The machine tool according to claim 1, wherein is formed by a motor shaft. 3. The machine tool according to claim 1, wherein the filter element is formed by an annular component. 4. An annular filter element (20),
4. A rotationally drivable component (12, 14) which is non-rotatably held on a rotatable component (12, 14) by an annular retaining component (22) with a separate retaining component (24) extending in the axial direction.
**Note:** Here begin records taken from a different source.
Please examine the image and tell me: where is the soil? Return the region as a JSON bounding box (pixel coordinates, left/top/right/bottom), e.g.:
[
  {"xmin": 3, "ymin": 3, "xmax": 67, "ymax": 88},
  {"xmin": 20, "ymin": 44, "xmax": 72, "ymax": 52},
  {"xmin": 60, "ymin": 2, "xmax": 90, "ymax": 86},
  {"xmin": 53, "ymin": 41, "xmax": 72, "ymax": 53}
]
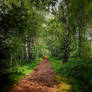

Machine tools. 5. The machine tool according to claim 1, wherein the filter element is formed by felt. 6. The filter element (20) comprises a chamber (1).
The component (1) that can be driven to rotate when viewed in the ventilation direction of (0)
2, 14) is disposed immediately before the bearing (26);
The machine tool according to any one of claims 1 to 5. 7. A rotatable driving member (12, 14).
The bearing (26) forms at least a part of a lubricant seal (28, 30) of a pressure compensator (16, 18) capable of compensating for the pressure in the chamber (10). 7. The machine tool according to any one of items 1 to 6. 8. The machine tool according to claim 7, wherein the lubricant seal is arranged as a gap seal between the bearing and the bearing seat. 9. A bearing surface and / or a bearing seat (3) of a bearing.
9. The machine tool according to claim 7, wherein a pressure compensating passage is provided in the bearing surface of the second or third bearing. 10. The machine tool according to claim 9, wherein the pressure compensating passage is formed at least partially by a thread-shaped recess. 11. The pressure compensating passage (38) having at least one
The machine tool according to claim 10, wherein the machine tool is open to two annular grooves.